Laboratory procedures

Two fresh morning stool samples were obtained from each participant within a maximum of 5 days using a door-to-door approach. Collected stool samples were kept in a cool box containing ice packs while being transported to the laboratory. Samples were examined with quadruplicate Kato-Katz microscopy within 24 h after collection for the detection of STH ova by experienced laboratory technicians following the WHO standard procedures [15]. An independent quality control of the Kato-Katz readings for T. trichiura and A. lumbricoides was conducted for 10% of the slides.

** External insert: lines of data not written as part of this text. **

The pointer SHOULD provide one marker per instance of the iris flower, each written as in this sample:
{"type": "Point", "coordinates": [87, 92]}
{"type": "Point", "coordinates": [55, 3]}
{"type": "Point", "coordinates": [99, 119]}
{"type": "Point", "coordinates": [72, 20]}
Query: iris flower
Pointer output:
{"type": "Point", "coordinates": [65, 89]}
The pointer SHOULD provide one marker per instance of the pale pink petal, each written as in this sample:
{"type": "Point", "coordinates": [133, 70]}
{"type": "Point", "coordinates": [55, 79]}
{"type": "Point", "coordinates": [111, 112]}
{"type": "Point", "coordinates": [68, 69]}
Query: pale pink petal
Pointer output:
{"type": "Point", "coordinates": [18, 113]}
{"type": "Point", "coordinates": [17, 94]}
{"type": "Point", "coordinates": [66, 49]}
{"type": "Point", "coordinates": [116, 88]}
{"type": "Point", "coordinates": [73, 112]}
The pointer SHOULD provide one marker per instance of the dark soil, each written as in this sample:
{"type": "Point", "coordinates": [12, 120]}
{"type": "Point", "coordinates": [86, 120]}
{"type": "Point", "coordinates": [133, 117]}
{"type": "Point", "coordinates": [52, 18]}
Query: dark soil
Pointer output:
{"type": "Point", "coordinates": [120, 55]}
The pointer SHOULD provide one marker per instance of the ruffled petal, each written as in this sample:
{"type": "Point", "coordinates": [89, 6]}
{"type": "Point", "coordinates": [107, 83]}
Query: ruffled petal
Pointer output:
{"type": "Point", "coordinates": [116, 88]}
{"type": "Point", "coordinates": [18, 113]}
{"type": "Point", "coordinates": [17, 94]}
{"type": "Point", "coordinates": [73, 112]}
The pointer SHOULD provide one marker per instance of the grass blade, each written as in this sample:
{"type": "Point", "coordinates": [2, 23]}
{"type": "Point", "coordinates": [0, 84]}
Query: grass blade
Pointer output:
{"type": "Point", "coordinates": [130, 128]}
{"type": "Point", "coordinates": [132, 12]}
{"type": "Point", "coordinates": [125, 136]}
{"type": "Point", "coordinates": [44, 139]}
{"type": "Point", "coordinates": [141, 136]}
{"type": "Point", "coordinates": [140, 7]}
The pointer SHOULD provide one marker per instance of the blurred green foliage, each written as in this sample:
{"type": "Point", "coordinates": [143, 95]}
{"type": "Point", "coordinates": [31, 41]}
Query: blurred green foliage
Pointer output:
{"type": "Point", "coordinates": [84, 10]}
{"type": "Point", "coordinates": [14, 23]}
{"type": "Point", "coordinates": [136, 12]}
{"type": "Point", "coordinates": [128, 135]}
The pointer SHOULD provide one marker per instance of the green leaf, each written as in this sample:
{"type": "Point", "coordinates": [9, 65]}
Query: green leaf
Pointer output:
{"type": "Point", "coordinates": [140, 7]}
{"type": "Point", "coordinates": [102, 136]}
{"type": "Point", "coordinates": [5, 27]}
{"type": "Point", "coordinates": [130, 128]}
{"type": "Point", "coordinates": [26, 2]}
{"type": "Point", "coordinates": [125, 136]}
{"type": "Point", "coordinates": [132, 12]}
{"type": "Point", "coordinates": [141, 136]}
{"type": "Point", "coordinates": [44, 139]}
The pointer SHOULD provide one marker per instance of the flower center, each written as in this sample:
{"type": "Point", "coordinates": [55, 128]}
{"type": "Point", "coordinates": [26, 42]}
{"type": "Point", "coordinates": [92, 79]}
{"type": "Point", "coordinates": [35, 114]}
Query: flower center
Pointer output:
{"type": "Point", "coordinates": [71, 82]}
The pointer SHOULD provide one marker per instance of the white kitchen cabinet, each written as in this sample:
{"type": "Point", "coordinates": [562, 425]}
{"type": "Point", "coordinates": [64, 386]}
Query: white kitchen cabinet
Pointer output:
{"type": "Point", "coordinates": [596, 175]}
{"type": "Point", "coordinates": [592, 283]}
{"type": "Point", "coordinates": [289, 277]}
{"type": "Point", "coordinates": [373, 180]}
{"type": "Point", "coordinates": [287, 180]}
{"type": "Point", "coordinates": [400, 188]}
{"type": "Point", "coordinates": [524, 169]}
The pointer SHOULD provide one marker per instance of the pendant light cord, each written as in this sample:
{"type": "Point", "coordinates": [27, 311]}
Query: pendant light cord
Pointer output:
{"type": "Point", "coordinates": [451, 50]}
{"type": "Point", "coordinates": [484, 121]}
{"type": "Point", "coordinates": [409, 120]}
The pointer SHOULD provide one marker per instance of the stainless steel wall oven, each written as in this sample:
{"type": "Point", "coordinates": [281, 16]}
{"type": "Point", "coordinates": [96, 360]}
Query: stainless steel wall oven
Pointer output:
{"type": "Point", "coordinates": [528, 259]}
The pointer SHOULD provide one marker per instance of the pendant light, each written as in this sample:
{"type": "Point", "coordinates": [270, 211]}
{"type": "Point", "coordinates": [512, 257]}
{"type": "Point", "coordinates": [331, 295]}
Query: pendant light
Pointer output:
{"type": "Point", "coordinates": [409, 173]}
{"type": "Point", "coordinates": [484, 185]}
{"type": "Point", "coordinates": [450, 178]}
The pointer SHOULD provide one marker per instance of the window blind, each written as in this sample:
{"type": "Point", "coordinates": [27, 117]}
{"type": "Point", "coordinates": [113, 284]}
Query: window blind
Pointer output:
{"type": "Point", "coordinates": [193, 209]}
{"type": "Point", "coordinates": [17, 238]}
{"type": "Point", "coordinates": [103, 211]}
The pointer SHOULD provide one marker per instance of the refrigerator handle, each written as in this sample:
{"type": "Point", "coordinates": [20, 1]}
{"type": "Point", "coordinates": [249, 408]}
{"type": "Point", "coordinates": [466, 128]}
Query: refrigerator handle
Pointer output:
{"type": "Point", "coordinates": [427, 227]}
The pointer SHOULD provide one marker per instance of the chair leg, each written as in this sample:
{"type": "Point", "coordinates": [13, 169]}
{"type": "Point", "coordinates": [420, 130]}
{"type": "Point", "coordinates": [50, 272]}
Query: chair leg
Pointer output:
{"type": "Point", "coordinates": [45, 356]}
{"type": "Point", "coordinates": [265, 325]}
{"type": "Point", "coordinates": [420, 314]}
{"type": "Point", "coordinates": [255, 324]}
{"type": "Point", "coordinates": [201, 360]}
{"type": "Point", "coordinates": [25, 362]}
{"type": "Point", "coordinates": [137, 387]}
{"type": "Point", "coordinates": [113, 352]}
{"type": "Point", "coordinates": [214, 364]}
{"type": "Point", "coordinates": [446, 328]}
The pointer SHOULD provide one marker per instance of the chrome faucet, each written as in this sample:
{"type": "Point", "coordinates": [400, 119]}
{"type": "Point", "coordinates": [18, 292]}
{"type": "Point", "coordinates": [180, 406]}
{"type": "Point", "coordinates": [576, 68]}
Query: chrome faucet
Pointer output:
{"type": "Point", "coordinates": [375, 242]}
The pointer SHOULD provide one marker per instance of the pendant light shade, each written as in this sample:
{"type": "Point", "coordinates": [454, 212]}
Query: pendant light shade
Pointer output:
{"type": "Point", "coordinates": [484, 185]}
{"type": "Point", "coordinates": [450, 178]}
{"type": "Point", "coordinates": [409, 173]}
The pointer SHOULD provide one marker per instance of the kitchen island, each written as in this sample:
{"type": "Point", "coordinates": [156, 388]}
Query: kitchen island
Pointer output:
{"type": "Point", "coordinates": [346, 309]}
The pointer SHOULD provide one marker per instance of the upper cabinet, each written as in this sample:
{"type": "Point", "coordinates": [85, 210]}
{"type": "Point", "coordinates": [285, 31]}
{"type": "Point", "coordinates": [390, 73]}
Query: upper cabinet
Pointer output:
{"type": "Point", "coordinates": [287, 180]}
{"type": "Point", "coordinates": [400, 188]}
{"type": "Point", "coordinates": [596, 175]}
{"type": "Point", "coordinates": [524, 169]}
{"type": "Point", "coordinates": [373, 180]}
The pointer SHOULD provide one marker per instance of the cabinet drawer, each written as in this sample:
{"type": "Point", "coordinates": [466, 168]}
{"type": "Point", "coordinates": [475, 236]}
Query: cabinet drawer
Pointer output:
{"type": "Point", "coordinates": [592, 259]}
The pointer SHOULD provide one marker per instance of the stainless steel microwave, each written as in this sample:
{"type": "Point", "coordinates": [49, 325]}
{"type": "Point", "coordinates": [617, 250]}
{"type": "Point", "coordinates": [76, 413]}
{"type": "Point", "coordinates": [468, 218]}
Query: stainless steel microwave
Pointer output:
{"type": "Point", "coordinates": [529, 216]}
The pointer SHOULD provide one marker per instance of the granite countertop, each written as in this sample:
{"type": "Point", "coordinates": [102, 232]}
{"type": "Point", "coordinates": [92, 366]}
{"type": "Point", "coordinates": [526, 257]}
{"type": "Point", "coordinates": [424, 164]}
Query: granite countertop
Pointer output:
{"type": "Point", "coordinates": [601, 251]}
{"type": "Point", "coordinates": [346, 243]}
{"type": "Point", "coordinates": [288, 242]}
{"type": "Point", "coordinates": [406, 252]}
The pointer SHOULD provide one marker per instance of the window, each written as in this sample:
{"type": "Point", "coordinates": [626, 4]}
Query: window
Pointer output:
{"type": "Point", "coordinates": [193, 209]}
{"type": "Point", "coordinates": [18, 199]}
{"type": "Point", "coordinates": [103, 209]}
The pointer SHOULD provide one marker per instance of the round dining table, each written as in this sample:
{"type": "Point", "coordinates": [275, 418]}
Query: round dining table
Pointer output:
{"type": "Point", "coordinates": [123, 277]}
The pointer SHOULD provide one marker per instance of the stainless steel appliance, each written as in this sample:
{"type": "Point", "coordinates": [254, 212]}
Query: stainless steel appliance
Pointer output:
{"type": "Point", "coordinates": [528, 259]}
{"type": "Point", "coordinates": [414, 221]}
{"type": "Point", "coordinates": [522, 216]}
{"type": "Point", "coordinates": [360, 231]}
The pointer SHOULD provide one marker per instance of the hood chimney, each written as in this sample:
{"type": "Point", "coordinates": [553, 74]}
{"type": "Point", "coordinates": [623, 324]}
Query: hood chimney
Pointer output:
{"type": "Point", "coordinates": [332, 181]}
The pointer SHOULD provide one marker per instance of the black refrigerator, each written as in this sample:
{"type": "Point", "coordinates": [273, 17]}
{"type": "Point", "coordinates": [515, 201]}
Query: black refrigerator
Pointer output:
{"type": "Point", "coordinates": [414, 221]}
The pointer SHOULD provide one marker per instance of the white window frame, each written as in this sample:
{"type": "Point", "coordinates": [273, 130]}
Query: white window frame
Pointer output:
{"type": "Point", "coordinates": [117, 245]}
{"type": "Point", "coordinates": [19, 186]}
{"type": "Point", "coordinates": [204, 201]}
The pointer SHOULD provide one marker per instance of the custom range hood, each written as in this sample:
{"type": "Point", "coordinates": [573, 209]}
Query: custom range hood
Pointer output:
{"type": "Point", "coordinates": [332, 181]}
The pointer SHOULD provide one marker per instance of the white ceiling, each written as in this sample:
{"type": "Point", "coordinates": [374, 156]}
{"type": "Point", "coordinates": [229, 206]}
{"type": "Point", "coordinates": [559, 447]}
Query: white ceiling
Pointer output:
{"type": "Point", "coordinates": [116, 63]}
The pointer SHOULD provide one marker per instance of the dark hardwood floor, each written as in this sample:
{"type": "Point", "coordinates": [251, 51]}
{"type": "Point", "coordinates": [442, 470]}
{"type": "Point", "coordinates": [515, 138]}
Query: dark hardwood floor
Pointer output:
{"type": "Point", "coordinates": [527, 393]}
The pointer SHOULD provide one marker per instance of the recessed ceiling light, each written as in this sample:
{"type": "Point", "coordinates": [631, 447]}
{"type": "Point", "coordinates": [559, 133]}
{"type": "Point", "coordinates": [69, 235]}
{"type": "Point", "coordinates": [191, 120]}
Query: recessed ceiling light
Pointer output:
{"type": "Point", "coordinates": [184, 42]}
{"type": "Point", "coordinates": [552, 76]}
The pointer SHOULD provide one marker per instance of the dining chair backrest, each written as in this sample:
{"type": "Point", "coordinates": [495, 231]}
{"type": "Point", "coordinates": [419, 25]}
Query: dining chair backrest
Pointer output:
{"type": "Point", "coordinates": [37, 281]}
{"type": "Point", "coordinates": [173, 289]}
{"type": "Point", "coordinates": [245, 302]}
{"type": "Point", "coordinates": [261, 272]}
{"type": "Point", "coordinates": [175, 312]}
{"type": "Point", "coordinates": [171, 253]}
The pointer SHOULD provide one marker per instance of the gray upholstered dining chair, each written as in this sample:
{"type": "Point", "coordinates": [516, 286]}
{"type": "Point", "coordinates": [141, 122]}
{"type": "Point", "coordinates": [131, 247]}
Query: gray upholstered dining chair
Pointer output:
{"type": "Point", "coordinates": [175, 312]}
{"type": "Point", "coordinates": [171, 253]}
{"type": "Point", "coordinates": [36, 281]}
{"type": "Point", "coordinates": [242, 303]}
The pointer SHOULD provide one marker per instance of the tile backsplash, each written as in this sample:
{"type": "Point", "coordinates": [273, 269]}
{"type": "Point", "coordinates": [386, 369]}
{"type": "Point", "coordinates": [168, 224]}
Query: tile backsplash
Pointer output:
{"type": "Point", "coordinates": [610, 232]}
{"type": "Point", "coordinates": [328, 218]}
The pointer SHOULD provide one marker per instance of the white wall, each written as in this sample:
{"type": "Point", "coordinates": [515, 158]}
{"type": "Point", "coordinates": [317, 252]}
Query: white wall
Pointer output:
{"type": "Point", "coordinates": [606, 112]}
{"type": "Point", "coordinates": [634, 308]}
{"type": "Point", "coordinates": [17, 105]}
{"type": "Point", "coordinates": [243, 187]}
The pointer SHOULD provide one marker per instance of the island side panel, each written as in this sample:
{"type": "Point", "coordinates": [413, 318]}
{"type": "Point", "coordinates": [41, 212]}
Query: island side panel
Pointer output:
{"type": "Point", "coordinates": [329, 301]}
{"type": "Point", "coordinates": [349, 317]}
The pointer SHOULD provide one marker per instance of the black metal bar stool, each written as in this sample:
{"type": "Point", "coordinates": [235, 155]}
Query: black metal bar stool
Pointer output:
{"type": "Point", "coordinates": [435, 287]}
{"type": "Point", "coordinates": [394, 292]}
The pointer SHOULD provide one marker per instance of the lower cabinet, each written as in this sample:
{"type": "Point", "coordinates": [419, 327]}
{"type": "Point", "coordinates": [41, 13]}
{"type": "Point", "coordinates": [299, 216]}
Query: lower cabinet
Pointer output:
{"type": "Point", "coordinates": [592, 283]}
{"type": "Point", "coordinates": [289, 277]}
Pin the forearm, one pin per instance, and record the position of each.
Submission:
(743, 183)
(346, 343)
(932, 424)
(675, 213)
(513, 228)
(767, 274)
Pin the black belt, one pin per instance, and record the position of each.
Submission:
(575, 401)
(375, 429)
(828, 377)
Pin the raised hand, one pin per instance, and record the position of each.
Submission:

Stool samples of participants fulfilling eligibility criteria (minimal egg count for T. trichiura ≥ 100 EPG, 2 or more out of 4 Kato-Katz slides positive) and all identified STH egg negative participants (negative controls without any co-infection) were further processed. In total, 160 randomly selected T. trichiura Kato-Katz positive participants with complete aliquot pairs per treatment arm (n = 320) and 180 identified Kato-Katz helminth negative participants with two baseline aliquots were analysed. An aliquot of stool (~ 1 g) was mixed with 80% ethanol and preserved at 4 °C and shipped at room temperature to the Swiss Tropical and Public Health Institute (Swiss TPH) in Basel, Switzerland for subsequent qPCR analyses.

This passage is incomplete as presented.